I have an appointment with the GP next, also I’m off for the rest of the week, which will give me time to attempt to deal with my other problems, which include my financial state and ongoing homelessness(flat sitting presently, which ends in early September) with autumn just around the corner I need to try to get somewhere more permanent, and perhaps between my GP and me I might be able to use ongoing health issues to throw myself on someones mercy.
As usual I’ve been doing some soul-searching, have come up with nothing the well is dry,so switching topics in my head I thought about my health and the toll it has taken over the last 10 years.
My conclusion was that Mental Health,homelessness are not beauty treatments, and on closer inspection it seems to have wreaked havoc on my face and body, which at 50 will be hard to get back to what it once was.
Firstly I’m diabetic (for a chocoholic sugar has become my enemy) I don’t always mange this disease very well and can often have hypos (which means my sugar levels plummet) also this for me is brought on by stress which I seem to be in a constant state of.
I’m anemic which makes me tired and breathless, even though I take prescribed iron tablets, I find them too strong and suffer all the effects of the side effects listed(I’ll talk about that next week at the docs,)
Menopausal, which brings hot flushes, night sweats, general homicidal irritability, my hormones are all over the place and my moods, well they run the emotional gamut.
Homeless which brings its own stress, feelings of isolation, loss of connection, motivation, and general hopelessness.
Depressed, and when you include all of the above you could pretty much say I’m falling apart at the seams, and it shows in my face and body.
I always had pretty clear skin and even when nearing 50 so few lines, now I get spots, my skin is dry and flaky, the lines are deepening and huge dark rings around my eyes.
My weight fluctuates, often in direct association to how much money I have and if I have facilities to cook, stress levels,I can eat at work but it’s the same thing day in day out, I’m grateful that I have that, but need to eat more healthily especially veg and fruit, to keep up my vitamin levels.
I’ve never been slim but not over weight either as a general rule I don’t have body issues, I like my food, and have always though lycra was the greatest invention ever, but when your feeling like crap all the time, you tend to focus more on what it all looks like to others and as we know some people are not backwards in coming forwards to tell you how you look.
I realise when people talk that why it says more about them they have to demean you to elevate themselves, to deflect from their own flaws, does that make them ugly or insecure, some days I switch between the two.
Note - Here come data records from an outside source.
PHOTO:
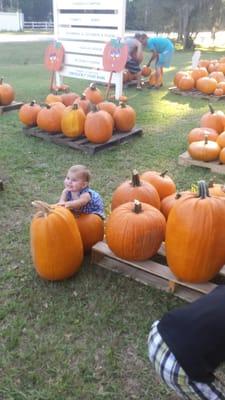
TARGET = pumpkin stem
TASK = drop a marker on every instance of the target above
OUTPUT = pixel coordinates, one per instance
(211, 109)
(43, 207)
(135, 178)
(137, 207)
(164, 173)
(93, 86)
(203, 190)
(178, 195)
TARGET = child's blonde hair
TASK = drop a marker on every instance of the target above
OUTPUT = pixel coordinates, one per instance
(82, 171)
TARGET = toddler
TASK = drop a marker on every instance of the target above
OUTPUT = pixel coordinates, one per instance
(77, 195)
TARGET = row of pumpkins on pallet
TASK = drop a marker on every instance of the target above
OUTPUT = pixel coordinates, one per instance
(75, 115)
(145, 211)
(207, 142)
(146, 72)
(208, 77)
(7, 93)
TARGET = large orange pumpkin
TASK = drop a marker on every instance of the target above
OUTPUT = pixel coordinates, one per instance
(197, 134)
(163, 183)
(206, 85)
(194, 242)
(98, 127)
(73, 119)
(91, 228)
(135, 189)
(135, 231)
(204, 150)
(213, 119)
(55, 241)
(28, 113)
(93, 94)
(124, 117)
(7, 94)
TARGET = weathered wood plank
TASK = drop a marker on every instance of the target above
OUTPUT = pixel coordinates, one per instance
(15, 105)
(186, 160)
(150, 272)
(81, 142)
(195, 93)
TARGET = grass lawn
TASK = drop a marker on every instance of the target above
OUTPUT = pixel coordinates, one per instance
(84, 338)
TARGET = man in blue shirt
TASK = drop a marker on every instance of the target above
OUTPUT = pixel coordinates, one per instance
(162, 50)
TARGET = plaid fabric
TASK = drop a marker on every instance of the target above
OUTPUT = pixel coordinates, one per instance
(173, 374)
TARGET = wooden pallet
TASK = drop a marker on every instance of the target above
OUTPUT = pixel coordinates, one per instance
(196, 94)
(81, 142)
(13, 106)
(153, 272)
(186, 160)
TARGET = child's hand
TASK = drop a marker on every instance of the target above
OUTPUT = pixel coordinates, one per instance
(61, 203)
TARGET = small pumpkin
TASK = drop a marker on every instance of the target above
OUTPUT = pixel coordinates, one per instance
(204, 150)
(73, 120)
(7, 94)
(55, 242)
(98, 127)
(213, 119)
(163, 183)
(194, 242)
(28, 113)
(135, 231)
(124, 117)
(91, 228)
(135, 189)
(93, 94)
(145, 71)
(206, 85)
(197, 134)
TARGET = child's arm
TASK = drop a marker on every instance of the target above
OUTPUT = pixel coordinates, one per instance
(153, 57)
(78, 203)
(62, 199)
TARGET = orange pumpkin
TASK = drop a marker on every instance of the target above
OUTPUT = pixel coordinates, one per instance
(7, 94)
(154, 81)
(98, 127)
(135, 231)
(168, 202)
(186, 83)
(206, 85)
(53, 98)
(135, 189)
(213, 119)
(163, 183)
(68, 98)
(49, 118)
(145, 70)
(204, 150)
(93, 94)
(124, 117)
(194, 242)
(55, 242)
(197, 134)
(178, 76)
(28, 113)
(197, 73)
(83, 103)
(222, 156)
(108, 106)
(91, 228)
(73, 119)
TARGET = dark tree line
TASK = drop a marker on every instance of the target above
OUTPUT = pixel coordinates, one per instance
(182, 16)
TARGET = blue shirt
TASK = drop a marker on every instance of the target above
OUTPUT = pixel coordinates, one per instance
(159, 44)
(94, 206)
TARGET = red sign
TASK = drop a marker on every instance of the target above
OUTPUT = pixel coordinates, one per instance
(54, 56)
(115, 56)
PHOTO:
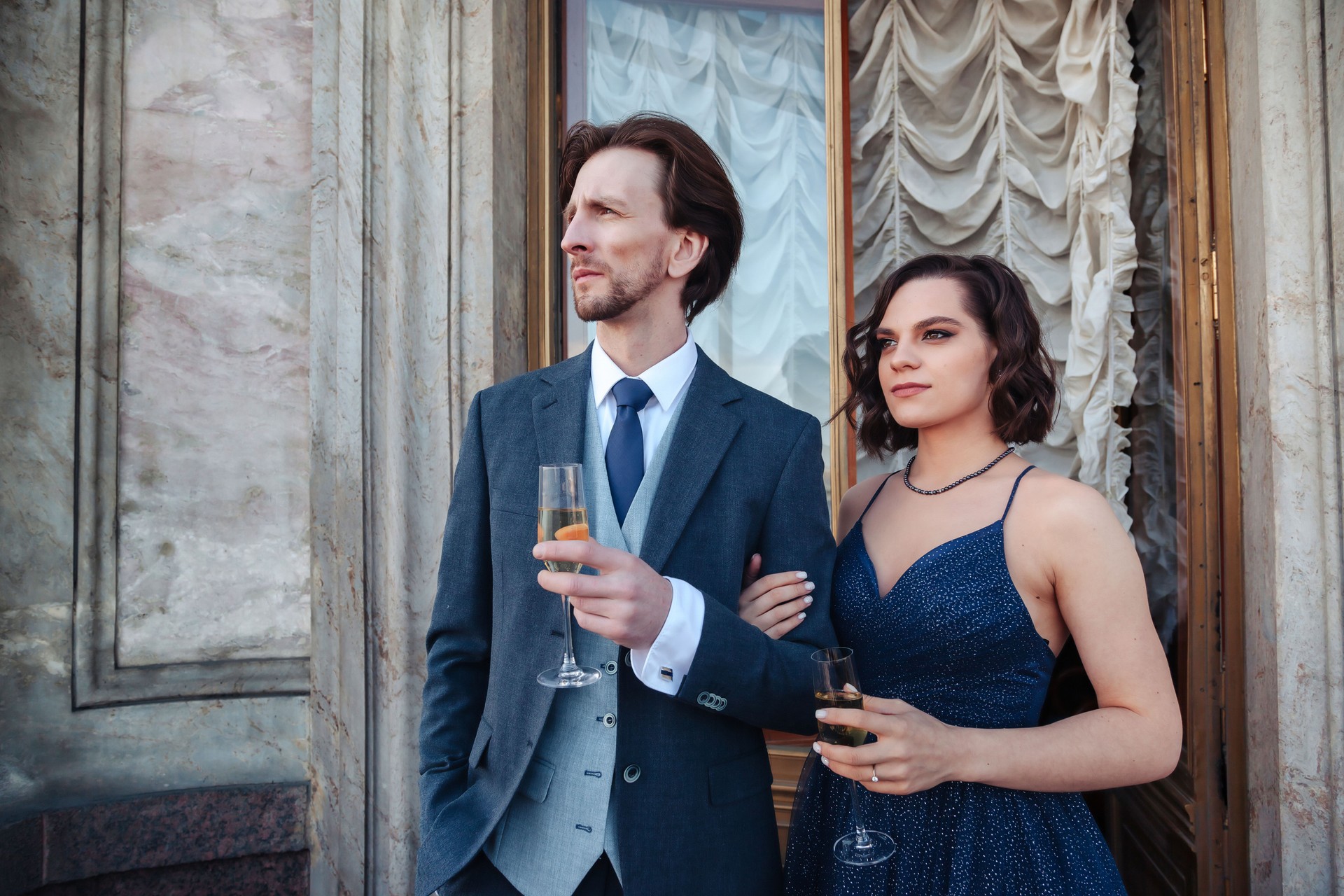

I very much lament the loss of some of my looks I don’t mind getting older, however there seems to be no wisdom in my lines, the extra weight I carry, just a ghost of what I once was which haunts me each time I look in the mirror a reminder of what this illness can do to you, I can recover from illness, to have a home again, but cannot regain my glow as it were another thing to accept but not with misgivings, or even resignation, but one day in the hopes I will reflect my journey and the peace I found on the way.